If you’re in that same camp, my friend, I wish I could give you a huge hug. Because I know firsthand that it sucks. I also know that SO MANY PEOPLE, especially women, are like me. I’m amazed at how often I get the response “Me too!” when I share with others that I struggle with eating in a so-called “normal” way. So many of us are not full-blown anorexics or bulimics, but we aren’t happy with our relationships with food, and often that unhappiness seeps into other areas of our lives. It’s confusing and embarrassing to feel that you don’t have a “legitimate” problem, but that you still wish you could find something or someone that could help you get things straightened out. That, at least, has been how I have felt.

Better at Last

So. Years went on, overeating went on. In times of stress things would occasionally worsen, but with the help of my amazing and supportive husband as well as others who love me, I’d pull through before things got out of hand as they did back in my college years. And while none of the approaches I tried “worked” in the sense that my binges totally stopped, I gleaned helpful ideas and practices from almost every one of them that are helping me progress, and things slowly but surely began to change.

Sarah McConkie
Me with my little family on my sister’s wedding day in Fall 2014, when things had finally started to really click.

The biggest factor in my increasing success? I began letting myself eat enough. That single behavior change has been such a dramatic turning point for me. And over the past few months, I’ve finally allowed myself to say it out loud: things are starting to change for me long-term.

It feels so good! I go for so much longer than I once did between binges—weeks rather than days. And even my “binges” are things like me deciding I don’t care about healthy eating on moody days, having three pieces of toast I’m not hungry for, and then realizing what’s beginning to happen and stopping in my tracks. Really, I haven’t truly binged in years.

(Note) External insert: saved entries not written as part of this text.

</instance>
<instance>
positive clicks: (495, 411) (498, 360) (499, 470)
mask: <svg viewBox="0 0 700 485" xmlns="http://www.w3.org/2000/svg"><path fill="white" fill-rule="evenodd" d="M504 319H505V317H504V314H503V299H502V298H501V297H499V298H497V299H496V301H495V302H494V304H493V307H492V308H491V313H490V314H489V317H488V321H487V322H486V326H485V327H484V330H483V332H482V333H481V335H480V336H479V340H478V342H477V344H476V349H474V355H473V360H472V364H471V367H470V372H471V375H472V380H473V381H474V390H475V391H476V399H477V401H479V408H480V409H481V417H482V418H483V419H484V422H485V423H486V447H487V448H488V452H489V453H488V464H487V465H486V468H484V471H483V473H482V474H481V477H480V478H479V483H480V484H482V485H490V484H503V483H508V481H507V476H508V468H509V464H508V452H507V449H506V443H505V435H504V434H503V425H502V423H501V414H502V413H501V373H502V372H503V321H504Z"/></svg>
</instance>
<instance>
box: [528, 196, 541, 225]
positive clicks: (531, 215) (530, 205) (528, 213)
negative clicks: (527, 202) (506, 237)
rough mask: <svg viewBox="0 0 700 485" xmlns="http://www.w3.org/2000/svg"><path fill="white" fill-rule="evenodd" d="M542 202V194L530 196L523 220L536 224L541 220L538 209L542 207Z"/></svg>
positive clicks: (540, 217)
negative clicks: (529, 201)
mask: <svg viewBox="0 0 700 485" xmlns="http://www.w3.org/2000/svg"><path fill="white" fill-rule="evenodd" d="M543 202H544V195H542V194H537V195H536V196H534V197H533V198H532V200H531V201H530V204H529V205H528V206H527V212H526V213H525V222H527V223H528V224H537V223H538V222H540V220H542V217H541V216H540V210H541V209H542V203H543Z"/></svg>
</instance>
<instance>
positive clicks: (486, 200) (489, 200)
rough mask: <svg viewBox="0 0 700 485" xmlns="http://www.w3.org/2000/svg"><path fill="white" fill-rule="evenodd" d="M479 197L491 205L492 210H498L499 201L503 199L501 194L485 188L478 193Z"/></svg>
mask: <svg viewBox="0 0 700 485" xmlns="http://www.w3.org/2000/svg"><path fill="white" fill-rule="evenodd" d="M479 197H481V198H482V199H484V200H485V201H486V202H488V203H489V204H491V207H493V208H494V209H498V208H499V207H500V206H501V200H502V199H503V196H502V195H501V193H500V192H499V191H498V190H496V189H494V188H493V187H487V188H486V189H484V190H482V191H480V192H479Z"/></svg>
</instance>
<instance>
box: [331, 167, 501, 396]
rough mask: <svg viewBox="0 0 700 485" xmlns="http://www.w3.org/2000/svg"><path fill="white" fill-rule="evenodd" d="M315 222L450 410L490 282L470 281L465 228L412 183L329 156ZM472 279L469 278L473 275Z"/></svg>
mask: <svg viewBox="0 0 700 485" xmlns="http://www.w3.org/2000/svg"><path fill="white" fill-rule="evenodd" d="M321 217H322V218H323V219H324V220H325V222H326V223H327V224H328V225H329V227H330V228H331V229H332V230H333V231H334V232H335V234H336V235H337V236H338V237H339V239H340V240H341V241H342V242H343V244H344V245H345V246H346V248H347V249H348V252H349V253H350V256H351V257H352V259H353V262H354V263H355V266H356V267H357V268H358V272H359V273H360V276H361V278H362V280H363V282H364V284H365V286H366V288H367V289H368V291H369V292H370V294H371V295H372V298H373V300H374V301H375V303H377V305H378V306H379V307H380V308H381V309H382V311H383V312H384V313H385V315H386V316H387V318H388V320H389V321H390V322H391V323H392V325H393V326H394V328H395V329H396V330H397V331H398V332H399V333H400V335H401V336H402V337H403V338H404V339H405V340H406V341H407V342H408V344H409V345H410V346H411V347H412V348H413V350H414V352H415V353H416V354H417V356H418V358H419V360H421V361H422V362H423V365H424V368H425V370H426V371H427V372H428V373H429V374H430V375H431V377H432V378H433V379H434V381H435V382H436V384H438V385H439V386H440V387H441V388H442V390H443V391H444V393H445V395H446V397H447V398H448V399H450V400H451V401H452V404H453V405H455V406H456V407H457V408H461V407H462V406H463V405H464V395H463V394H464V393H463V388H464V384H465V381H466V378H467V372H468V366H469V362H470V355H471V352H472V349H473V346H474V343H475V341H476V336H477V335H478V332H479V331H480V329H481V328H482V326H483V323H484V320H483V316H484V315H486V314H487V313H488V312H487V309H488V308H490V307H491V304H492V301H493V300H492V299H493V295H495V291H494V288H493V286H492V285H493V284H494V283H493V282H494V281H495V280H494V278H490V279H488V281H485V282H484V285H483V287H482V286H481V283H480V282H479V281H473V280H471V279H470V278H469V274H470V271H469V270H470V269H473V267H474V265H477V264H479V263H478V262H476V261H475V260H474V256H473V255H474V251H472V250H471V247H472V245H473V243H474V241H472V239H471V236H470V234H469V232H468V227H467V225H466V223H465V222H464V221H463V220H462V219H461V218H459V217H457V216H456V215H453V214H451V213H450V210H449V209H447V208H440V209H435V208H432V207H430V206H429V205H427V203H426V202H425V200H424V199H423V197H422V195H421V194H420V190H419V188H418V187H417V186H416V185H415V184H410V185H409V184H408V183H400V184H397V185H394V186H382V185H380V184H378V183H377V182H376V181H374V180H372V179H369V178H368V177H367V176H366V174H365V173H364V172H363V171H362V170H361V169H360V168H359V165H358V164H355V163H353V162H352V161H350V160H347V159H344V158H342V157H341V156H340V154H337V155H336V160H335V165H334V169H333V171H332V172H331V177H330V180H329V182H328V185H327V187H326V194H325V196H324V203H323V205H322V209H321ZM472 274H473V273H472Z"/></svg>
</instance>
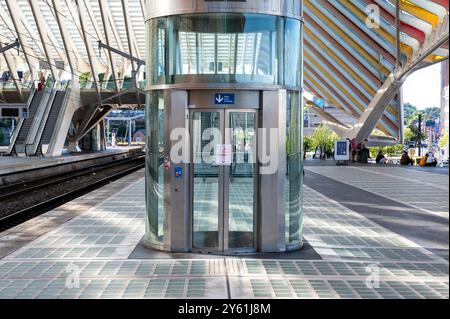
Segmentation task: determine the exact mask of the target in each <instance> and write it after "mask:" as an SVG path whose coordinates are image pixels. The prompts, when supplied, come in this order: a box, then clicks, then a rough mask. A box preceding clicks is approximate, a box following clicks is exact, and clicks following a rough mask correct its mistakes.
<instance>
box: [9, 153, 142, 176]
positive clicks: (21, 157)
mask: <svg viewBox="0 0 450 319" xmlns="http://www.w3.org/2000/svg"><path fill="white" fill-rule="evenodd" d="M140 149H142V148H141V147H139V146H137V147H115V148H108V149H106V150H104V151H98V152H80V153H70V152H65V153H63V155H62V156H57V157H17V156H0V176H2V175H7V174H12V173H16V172H22V171H24V170H36V169H41V168H45V167H48V166H55V165H60V164H69V163H74V162H80V161H84V160H91V159H96V158H100V157H105V156H106V157H108V156H111V155H119V154H125V153H129V152H130V151H133V150H140Z"/></svg>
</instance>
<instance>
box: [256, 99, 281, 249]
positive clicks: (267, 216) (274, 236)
mask: <svg viewBox="0 0 450 319" xmlns="http://www.w3.org/2000/svg"><path fill="white" fill-rule="evenodd" d="M261 112H262V125H261V127H263V128H265V129H270V128H277V129H279V134H278V136H277V141H278V149H277V150H271V151H276V152H277V160H278V169H277V171H276V172H275V173H273V174H262V175H260V177H259V178H260V183H259V189H260V206H259V207H260V218H259V223H258V224H259V227H258V232H259V233H260V234H261V236H259V250H260V251H262V252H278V251H284V250H285V249H286V244H285V242H286V240H285V223H286V222H285V207H284V187H285V185H284V174H285V167H286V165H285V161H286V143H285V140H286V136H285V135H286V123H285V122H286V114H285V112H286V91H285V90H280V91H278V92H272V91H265V92H263V101H262V111H261ZM267 134H268V133H267ZM262 140H263V139H262V136H261V135H260V136H259V141H260V142H259V144H260V149H262V147H263V145H262ZM266 142H267V143H266V145H265V149H269V141H268V139H267V140H266ZM262 169H263V168H261V170H262Z"/></svg>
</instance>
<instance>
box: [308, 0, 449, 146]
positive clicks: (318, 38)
mask: <svg viewBox="0 0 450 319" xmlns="http://www.w3.org/2000/svg"><path fill="white" fill-rule="evenodd" d="M396 5H397V3H396V1H395V0H374V1H371V0H343V1H342V0H305V1H304V19H305V33H304V45H305V55H304V64H305V69H304V70H305V71H304V72H305V76H304V82H305V87H306V89H307V90H308V91H310V92H311V93H312V94H313V95H315V96H316V97H319V98H321V99H324V100H325V101H326V102H327V103H329V104H331V105H333V106H335V107H337V108H339V109H341V110H342V111H344V112H346V113H347V114H349V115H351V116H353V117H354V118H355V119H364V120H365V121H366V120H367V117H368V116H369V114H367V113H368V112H370V111H371V110H369V105H370V104H371V102H372V101H374V99H375V98H376V97H377V94H378V95H380V94H382V93H383V92H380V88H381V87H383V84H385V82H386V81H387V80H388V79H389V77H390V75H392V74H393V73H394V72H395V70H396V68H397V71H398V72H400V74H401V75H403V76H402V78H398V79H397V80H398V81H400V82H402V81H403V80H404V78H405V76H406V75H407V74H409V72H412V71H414V70H416V69H418V68H422V67H426V66H428V65H431V64H433V63H436V62H440V61H442V60H443V59H445V58H448V54H449V51H448V6H449V1H448V0H438V1H431V0H408V1H407V0H401V1H399V5H400V12H399V13H400V14H399V17H400V20H399V27H400V32H399V35H400V37H399V43H398V44H397V38H398V37H397V10H396ZM445 34H446V36H447V41H443V42H444V43H443V44H442V45H438V47H436V48H435V49H434V50H432V52H431V54H429V55H427V56H426V57H423V56H422V54H423V53H424V52H425V51H426V50H427V49H428V48H429V47H430V46H432V45H434V44H435V43H437V41H440V40H441V38H444V39H445ZM397 45H398V46H399V48H400V54H399V55H397ZM419 59H420V62H419V63H418V64H417V65H416V64H414V67H413V68H412V69H409V67H410V64H411V62H413V61H416V60H419ZM402 71H407V72H404V73H402ZM395 93H396V92H395ZM399 102H400V97H399V96H398V95H395V94H394V96H393V98H392V99H387V100H386V99H383V104H384V106H385V110H384V111H383V113H382V115H381V117H380V118H379V121H377V123H376V124H377V125H376V128H377V129H378V130H379V131H380V132H382V133H384V135H385V136H389V137H392V138H394V139H396V140H399V139H400V136H401V130H402V128H401V126H402V125H401V123H402V110H401V108H400V107H399V105H401V103H399ZM364 113H366V114H364ZM363 114H364V115H365V116H364V117H363ZM328 121H329V119H328ZM360 124H361V126H362V125H363V124H364V123H360ZM372 129H373V127H372ZM366 131H367V132H366V133H365V136H364V137H367V134H370V133H371V130H366ZM353 133H355V134H356V133H357V132H355V130H353ZM355 134H353V136H352V134H349V137H355ZM363 135H364V134H363Z"/></svg>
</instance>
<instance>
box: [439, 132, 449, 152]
mask: <svg viewBox="0 0 450 319" xmlns="http://www.w3.org/2000/svg"><path fill="white" fill-rule="evenodd" d="M447 146H448V130H446V131H445V133H444V135H443V136H442V137H441V139H440V140H439V147H440V148H444V147H447Z"/></svg>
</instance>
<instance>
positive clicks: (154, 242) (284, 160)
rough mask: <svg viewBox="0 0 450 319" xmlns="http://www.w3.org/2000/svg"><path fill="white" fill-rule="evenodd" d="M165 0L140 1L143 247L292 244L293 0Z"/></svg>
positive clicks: (294, 13)
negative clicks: (142, 142)
mask: <svg viewBox="0 0 450 319" xmlns="http://www.w3.org/2000/svg"><path fill="white" fill-rule="evenodd" d="M164 2H167V3H166V4H160V3H162V2H160V1H156V0H150V1H149V2H147V16H148V17H149V18H148V20H147V21H146V30H147V76H146V77H147V101H146V117H147V118H146V126H147V128H146V135H147V139H146V143H147V157H146V203H147V214H146V234H145V237H144V239H145V240H144V242H145V245H146V246H148V247H150V248H153V249H158V250H164V251H171V252H187V251H192V252H208V253H209V252H214V253H237V252H279V251H286V250H291V249H298V248H300V247H302V245H303V235H302V229H303V227H302V183H303V154H304V150H303V133H302V129H303V101H302V81H303V79H302V68H303V58H302V21H301V15H302V13H301V6H302V1H290V0H270V1H265V2H264V3H265V5H262V4H261V3H262V2H261V1H257V0H248V1H245V2H216V1H213V2H206V1H205V2H204V1H193V2H192V3H193V4H191V5H188V4H187V2H186V1H181V0H165V1H164ZM189 3H190V2H189ZM274 8H275V9H276V10H275V9H274ZM209 10H210V11H209ZM283 10H284V11H283ZM272 142H274V143H275V144H273V145H272Z"/></svg>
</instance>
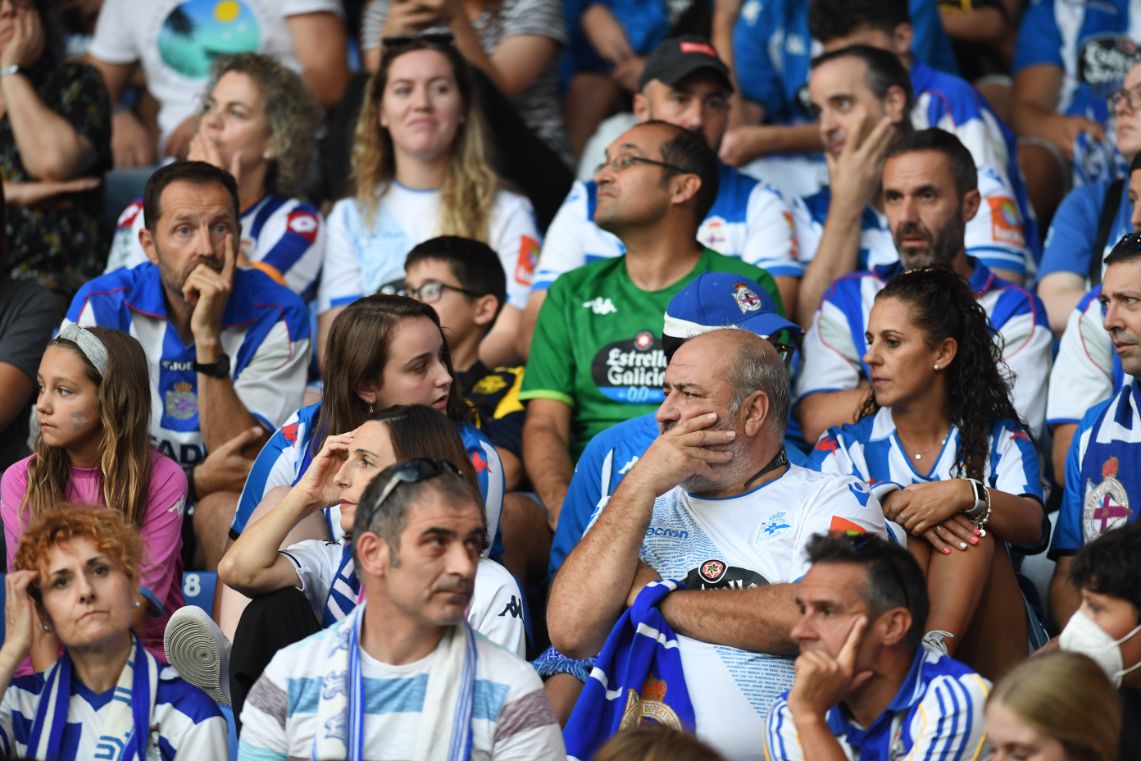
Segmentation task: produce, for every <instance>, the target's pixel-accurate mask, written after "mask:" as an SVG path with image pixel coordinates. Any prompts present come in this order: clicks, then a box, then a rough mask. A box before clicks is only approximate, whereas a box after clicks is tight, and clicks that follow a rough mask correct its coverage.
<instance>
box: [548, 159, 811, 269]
mask: <svg viewBox="0 0 1141 761" xmlns="http://www.w3.org/2000/svg"><path fill="white" fill-rule="evenodd" d="M719 167H720V173H719V180H718V194H717V200H715V201H714V202H713V208H712V209H710V212H709V214H706V216H705V220H704V221H703V222H702V225H701V227H699V228H698V229H697V240H698V241H699V242H701V243H702V245H705V246H707V248H710V249H713V250H714V251H717V252H718V253H723V254H725V256H727V257H736V258H738V259H742V260H743V261H746V262H748V264H751V265H754V266H756V267H760V268H762V269H766V270H768V273H769V274H770V275H772V276H774V277H782V276H787V277H800V276H801V273H802V272H803V267H802V266H801V264H800V259H799V257H800V254H799V251H800V240H799V236H798V230H799V229H800V224H801V222H807V221H808V220H807V218H806V219H794V218H793V210H792V209H791V208H790V207H788V204H786V203H785V201H784V197H783V196H782V195H780V193H779V192H778V191H777V189H776V188H774V187H771V186H769V185H766V184H763V183H759V181H756V180H755V179H753V178H752V177H747V176H746V175H743V173H741V172H739V171H737V170H736V169H734V168H731V167H729V165H727V164H722V163H719ZM597 193H598V186H597V185H596V184H594V181H593V180H588V181H585V183H582V181H576V183H575V184H574V186H573V187H572V188H571V193H569V194H568V195H567V197H566V200H565V201H564V202H563V205H561V207H560V208H559V211H558V213H557V214H556V216H555V219H553V220H552V221H551V226H550V227H549V228H548V229H547V237H545V238H544V241H543V253H542V256H541V257H540V259H539V267H537V269H536V272H535V278H534V283H533V285H532V288H533V289H534V290H536V291H542V290H547V289H548V288H550V285H551V283H553V282H555V278H556V277H558V276H559V275H561V274H563V273H566V272H571V270H572V269H574V268H575V267H582V266H583V265H588V264H590V262H592V261H598V260H599V259H613V258H614V257H620V256H622V254H623V253H625V250H626V249H625V246H624V245H623V244H622V241H620V240H618V237H617V236H616V235H614V234H613V233H608V232H606V230H604V229H602V228H600V227H599V226H598V225H596V224H594V205H596V200H597Z"/></svg>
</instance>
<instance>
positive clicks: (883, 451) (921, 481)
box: [810, 407, 1044, 502]
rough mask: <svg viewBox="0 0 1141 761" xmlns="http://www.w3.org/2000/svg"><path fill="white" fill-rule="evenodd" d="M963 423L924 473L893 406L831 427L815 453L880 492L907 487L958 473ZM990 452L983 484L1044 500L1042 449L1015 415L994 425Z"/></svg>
mask: <svg viewBox="0 0 1141 761" xmlns="http://www.w3.org/2000/svg"><path fill="white" fill-rule="evenodd" d="M958 443H960V435H958V428H956V427H955V426H952V427H950V430H949V431H948V432H947V438H946V439H944V442H942V448H941V450H939V453H938V454H937V455H936V456H934V459H933V460H931V461H928V460H926V459H925V458H924V462H925V463H928V464H930V469H929V470H928V472H925V473H922V472H920V471H919V470H916V468H915V464H916V463H915V461H914V460H912V459H911V458H909V456H908V455H907V452H906V451H905V450H904V447H903V444H900V442H899V435H898V434H897V432H896V423H895V420H893V419H892V416H891V410H890V408H887V407H884V408H881V410H880V411H879V412H876V413H875V414H874V415H868V416H866V418H863V419H861V420H858V421H857V422H855V423H849V424H847V426H836V427H834V428H830V429H828V430H827V431H825V432H824V435H823V436H822V437H820V440H819V442H817V444H816V448H815V450H812V454H811V455H810V459H811V462H812V465H811V467H814V468H816V469H818V470H820V471H822V472H826V473H840V475H844V476H853V477H856V478H859V479H860V480H864V481H867V484H868V485H869V486H871V487H872V489H873V491H874V492H876V494H877V496H881V497H882V496H883V495H882V494H880V493H879V491H877V489H876V487H879V486H881V485H890V486H891V487H898V488H903V487H905V486H911V485H912V484H924V483H928V481H934V480H947V479H950V478H957V477H958V476H957V475H956V470H957V469H956V467H955V465H956V460H957V454H958ZM989 448H990V452H989V454H988V456H987V462H986V467H985V468H984V473H982V483H984V484H986V485H987V486H989V487H990V488H995V489H998V491H1000V492H1005V493H1008V494H1013V495H1015V496H1023V495H1026V496H1033V497H1034V499H1036V500H1037V501H1038V502H1043V501H1044V496H1043V484H1042V470H1041V468H1039V465H1038V453H1037V451H1036V450H1035V447H1034V443H1033V442H1031V440H1030V436H1029V435H1028V434H1027V432H1026V431H1025V430H1022V428H1021V427H1020V426H1019V424H1018V423H1017V422H1014V421H1012V420H1001V421H998V422H997V423H995V424H994V427H993V428H992V430H990V447H989Z"/></svg>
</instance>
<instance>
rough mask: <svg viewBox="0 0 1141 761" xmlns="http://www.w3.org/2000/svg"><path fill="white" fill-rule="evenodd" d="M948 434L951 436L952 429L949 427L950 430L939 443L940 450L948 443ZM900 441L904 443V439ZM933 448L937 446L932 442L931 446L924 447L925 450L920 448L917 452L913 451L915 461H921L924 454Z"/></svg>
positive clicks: (938, 446)
mask: <svg viewBox="0 0 1141 761" xmlns="http://www.w3.org/2000/svg"><path fill="white" fill-rule="evenodd" d="M948 436H950V430H949V429H948V430H947V432H946V434H945V435H944V437H942V440H941V442H940V443H939V445H938V447H939V451H940V452H941V451H942V446H944V444H946V443H947V437H948ZM900 443H903V440H900ZM933 448H936V445H934V444H932V445H931V446H929V447H926V448H924V450H920V451H917V452H913V453H912V458H914V459H915V461H916V462H919V461H921V460H922V459H923V455H924V454H926V453H928V452H930V451H931V450H933Z"/></svg>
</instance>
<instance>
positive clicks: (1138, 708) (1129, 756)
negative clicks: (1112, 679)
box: [1117, 687, 1141, 761]
mask: <svg viewBox="0 0 1141 761" xmlns="http://www.w3.org/2000/svg"><path fill="white" fill-rule="evenodd" d="M1117 694H1118V695H1120V697H1122V743H1120V745H1119V746H1118V747H1117V759H1118V761H1136V760H1138V759H1141V690H1138V689H1133V688H1132V687H1123V688H1120V689H1119V690H1117Z"/></svg>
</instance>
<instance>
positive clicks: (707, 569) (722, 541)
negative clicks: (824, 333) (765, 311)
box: [548, 329, 887, 759]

My thinking, my eating, my EVERYTHING is starting to finally change. And late last year I hit the point where my husband and I felt like I was in a healthy enough place to try for our third child.  I’m thrilled to report that I’m currently about 7 months along with a third baby girl we’re planning to name Scarlett. 🙂

healthy pregnancy
Me at 15 weeks along with little Scarlett, right when my bump first “popped.”

And so I began this blog. In my darkest hours as a frightened bulimic college freshman I decided if I ever figured things out, I wanted to help others find their way out too. So here I am. I’m not a professional, and I’m not yet completely where I want to be, but I think I’m out of the woods.  And I want to share everything and anything that has helped me and continues to help me along my way. My hope is that someone else out there can find hope and a bit of practical help from what I write about.

My Mission

I believe there’s power in being honest and vulnerable and real. There are some things that are embarrassing to share and hard to talk about. But guess what? I talk about them anyway.  I’ll reference my struggles with bingeing head-on in lots of my posts. However, I’ll also write about all things healthy and happy that are keeping me better. You’ll see a lot about healthy pregnancy and post-baby recovery here too. Since I’ve been going through both recently, that’s where my head has been lately. But the bottom line is this: I’m out to have a happier and fuller life where regular binges are a thing of the past. Moderation, not perfection, is my battlecry. Everything on this blog is meant to support that idea and help you in your own quest to live you happiest, best life.

The Girl with the Green Apple

 

So here’s my effort to share about my journey to finding a place of real HEALTH. And by “health” I don’t mean weighing 110 pounds and living exclusively on protein powder. By health I mean genuine, all-around wellness. I want to keep figuring out how to live a moderate, truly healthy lifestyle where I’m taking care of myself not just physically but emotionally too. And I would absolutely love for all and any of you reading this to come along on this journey with me:  a real, imperfect, former foodaholic who’s out to become the healthiest and happiest version of myself I can be.